Les minutes passent, et même si plusieurs de mes dessins ont du potentiel, aucun ne sort suffisamment du lot pour me satisfaire. Je finis par capituler et abandonner mon classeur. Je porte mon attention sur mes tissus, essayant de voir comment je peux les assembler. Je les passe entre mes doigts, mais aucune idée ne me vient spontanément.
Le temps défile et je sens la panique monter. Je ne peux pas arriver demain sans rien présenter. C'est impossible. Ce serait un aveu de faiblesse bien trop grand.
Je ferme les yeux un instant, imaginant le sourire satisfait de Luccini s'il apprenait que je n'ai rien produit. Il aurait eu raison de me sous-estimer, et cela, je ne peux pas l'accepter. Pas maintenant. Pas après tous les efforts que j'ai fournis.
Frustrée, je me lève brusquement, repoussant mes tissus sur le bord de la table, manquant de les faire tomber sur le sol.
Il faut que je change de stratégie, que je trouve une nouvelle source d'inspiration. Je me dirige vers la fenêtre, espérant que l'air frais m'aidera à apaiser les doutes qui me coupent de mes idées habituellement si florissantes. Mais à la place, tout ce que je vois, c'est mon reflet, les traits tendus par l'anxiété.
Je ne peux pas échouer. Pas maintenant. Pas devant Luccini. Si je me présente demain sans un concept fort, c'est lui qui gagnera.
Et ça, c'est hors de question.
D'un coup, je me retourne vers ma table de travail et range mes affaires en quelques secondes chrono. Je fourre tout pêle-mêle dans mon sac, froissant mes tissus et mes brouillons. Mais je m'en fiche car je sais où je dois aller pour faire venir l'inspiration. Au fond de moi, je le sais depuis le début, mais je n'osais pas me l'avouer car je n'ai pas le droit de m'y trouver à cette heure-là.
Je quitte la bibliothèque à toute vitesse, les semelles de mes bottes raisonnant sur le parquet. J'ignore les avertissements de la bibliothécaire qui me crie que je ne suis pas autorisée à courir ici et me précipite vers la sortie sans un regard en arrière.
Je me faufile dans les couloirs comme une ombre pressée, jusqu'au bâtiment A. Là, je monte les marches quatre à quatre, le souffle court, mon esprit en ébullition. Mon cœur bat vite car j'ai le préssentiment que là-bas, mes idées fragmentées finiront enfin par prendre sens.
Je cours au bout du couloir et m'arrête devant la porte numérotée 424. Avant d'entrer, je vérifie s'il y a quelqu'un à l'intérieur en guettant un filet de lumière sous la porte. Rien. La voie est libre. Je prends une grande inspiration et tourne la poignée.
C'est ouvert, comme ce matin. Je ne sais pas pourquoi ce n'est pas verrouillé mais peu importe, ça joue en ma faveur.
J'entre dans la salle 424, qui est plongée dans l'obscurité, et prends soin de refermer la porte sans un bruit, avant d'allumer les lumières. Je ferme un instant les yeux pour me concentrer et inspire profondément pour faire le vide dans mon esprit. Je suis alors frappée par l'odeur d'un parfum qui flotte encore dans l'air, m'informant que son propriétaire n'a quitté les lieux que récemment.

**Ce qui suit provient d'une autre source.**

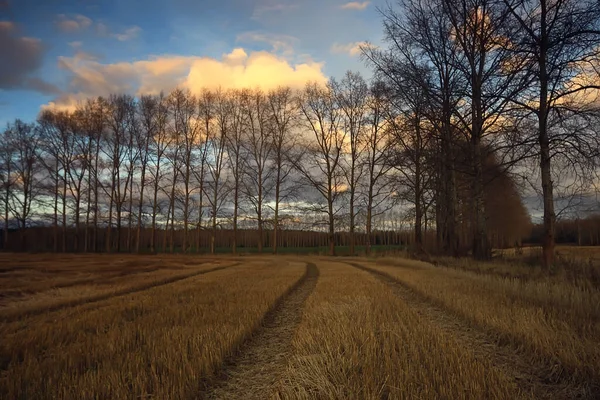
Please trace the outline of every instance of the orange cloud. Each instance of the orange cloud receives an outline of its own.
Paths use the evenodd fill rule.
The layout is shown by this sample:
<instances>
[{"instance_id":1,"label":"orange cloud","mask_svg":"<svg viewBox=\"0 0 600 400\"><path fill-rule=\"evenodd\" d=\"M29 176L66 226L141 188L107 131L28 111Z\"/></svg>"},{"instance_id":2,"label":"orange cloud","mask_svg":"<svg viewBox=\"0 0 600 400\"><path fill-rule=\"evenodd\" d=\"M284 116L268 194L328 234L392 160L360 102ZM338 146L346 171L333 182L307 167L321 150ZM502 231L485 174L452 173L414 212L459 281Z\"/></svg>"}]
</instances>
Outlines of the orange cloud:
<instances>
[{"instance_id":1,"label":"orange cloud","mask_svg":"<svg viewBox=\"0 0 600 400\"><path fill-rule=\"evenodd\" d=\"M362 11L371 4L370 1L351 1L340 6L342 10L359 10Z\"/></svg>"},{"instance_id":2,"label":"orange cloud","mask_svg":"<svg viewBox=\"0 0 600 400\"><path fill-rule=\"evenodd\" d=\"M85 15L75 15L72 18L64 14L58 15L56 26L63 32L77 32L88 28L92 24L92 20Z\"/></svg>"},{"instance_id":3,"label":"orange cloud","mask_svg":"<svg viewBox=\"0 0 600 400\"><path fill-rule=\"evenodd\" d=\"M236 48L220 59L210 57L156 56L148 60L102 64L85 57L60 57L59 67L70 75L69 88L44 108L73 109L78 102L112 93L156 94L175 87L200 92L203 88L286 85L302 88L308 81L325 83L323 64L293 64L275 54L246 53Z\"/></svg>"},{"instance_id":4,"label":"orange cloud","mask_svg":"<svg viewBox=\"0 0 600 400\"><path fill-rule=\"evenodd\" d=\"M331 52L336 54L349 54L351 56L359 56L362 49L365 47L372 47L368 42L353 42L347 44L334 43L331 46Z\"/></svg>"}]
</instances>

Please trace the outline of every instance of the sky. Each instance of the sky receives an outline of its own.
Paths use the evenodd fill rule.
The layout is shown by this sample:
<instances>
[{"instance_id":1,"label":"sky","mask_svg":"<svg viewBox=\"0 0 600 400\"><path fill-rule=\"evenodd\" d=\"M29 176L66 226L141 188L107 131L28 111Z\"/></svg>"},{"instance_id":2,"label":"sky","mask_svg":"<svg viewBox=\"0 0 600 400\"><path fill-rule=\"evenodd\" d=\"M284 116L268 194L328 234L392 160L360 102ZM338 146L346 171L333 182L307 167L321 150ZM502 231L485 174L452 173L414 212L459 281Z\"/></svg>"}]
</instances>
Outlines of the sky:
<instances>
[{"instance_id":1,"label":"sky","mask_svg":"<svg viewBox=\"0 0 600 400\"><path fill-rule=\"evenodd\" d=\"M0 126L175 87L302 87L359 71L385 0L0 0Z\"/></svg>"}]
</instances>

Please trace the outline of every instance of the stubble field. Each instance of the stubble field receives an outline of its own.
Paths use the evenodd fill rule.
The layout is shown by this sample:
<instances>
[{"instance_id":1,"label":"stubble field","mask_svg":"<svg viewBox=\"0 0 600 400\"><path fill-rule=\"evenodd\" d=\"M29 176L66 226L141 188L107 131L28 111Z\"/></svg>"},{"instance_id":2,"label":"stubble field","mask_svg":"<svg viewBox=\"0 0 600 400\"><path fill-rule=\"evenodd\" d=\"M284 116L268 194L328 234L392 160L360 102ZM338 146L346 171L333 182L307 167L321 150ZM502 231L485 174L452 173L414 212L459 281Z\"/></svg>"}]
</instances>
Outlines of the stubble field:
<instances>
[{"instance_id":1,"label":"stubble field","mask_svg":"<svg viewBox=\"0 0 600 400\"><path fill-rule=\"evenodd\" d=\"M400 258L0 255L1 399L593 399L600 289Z\"/></svg>"}]
</instances>

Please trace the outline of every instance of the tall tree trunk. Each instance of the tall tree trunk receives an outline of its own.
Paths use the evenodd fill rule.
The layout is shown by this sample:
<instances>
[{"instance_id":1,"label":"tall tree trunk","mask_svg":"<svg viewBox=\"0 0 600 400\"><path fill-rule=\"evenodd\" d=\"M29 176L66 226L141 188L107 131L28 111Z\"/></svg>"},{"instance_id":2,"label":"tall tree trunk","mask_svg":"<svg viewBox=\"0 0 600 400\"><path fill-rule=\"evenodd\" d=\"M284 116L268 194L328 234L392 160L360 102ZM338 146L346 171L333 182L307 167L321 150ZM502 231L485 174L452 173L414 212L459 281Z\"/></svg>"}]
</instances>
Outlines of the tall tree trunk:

Ce parfum n'est pas celui de n'importe qui. Je n'ai senti qu'une seule fois ce mélange de bergamote, de bois de santal et de cuir mais je pourrais reconnaître celui qui le porte entre mille.
Luccini.
Je laisse échapper un soupir. Même lorsqu'il n'est pas là, il trouve encore le moyen de me hanter. C'est comme s'il avait un talent particulier pour cela...
Mes yeux se posent soudain sur son bureau, et à ma grande surprise, je le découvre en désordre. Des dizaines de feuilles éparpillées, une tasse à café à moitié pleine, des échantillons de tissus en désordre recouvrent le bois clair de la table. Pourtant, ce matin, j'aurais juré que le bureau était impeccable, presque austère, sans un seul stylo visible...
Je suis alors traversée par un élan de curiosité incontrôlable et me dirige, sans pouvoir m'en empêcher, vers le bureau. J'ai le cœur qui bat à tout rompre en grimpant sur l'estrade. Hésitante, je m'approche du bureau, comme si je m'apprêtais à commettre un délit. Mais finalement, tout doucement, je tends une main tremblante vers une des feuilles.
Et je reste bouche bée.
Sous mes yeux se dessine un croquis d'une finesse inouïe. Les traits sont si fins, si précis qu'ils semblent avoir été tracés d'un seul geste, sans aucune hésitation. Pas une seule erreur, pas un coup de gomme. La fluidité de ce dessin est déconcertante.
Tout y est, la forme, le mouvement, la texture. Chaque ligne raconte une histoire, chaque détail semble déjà réel.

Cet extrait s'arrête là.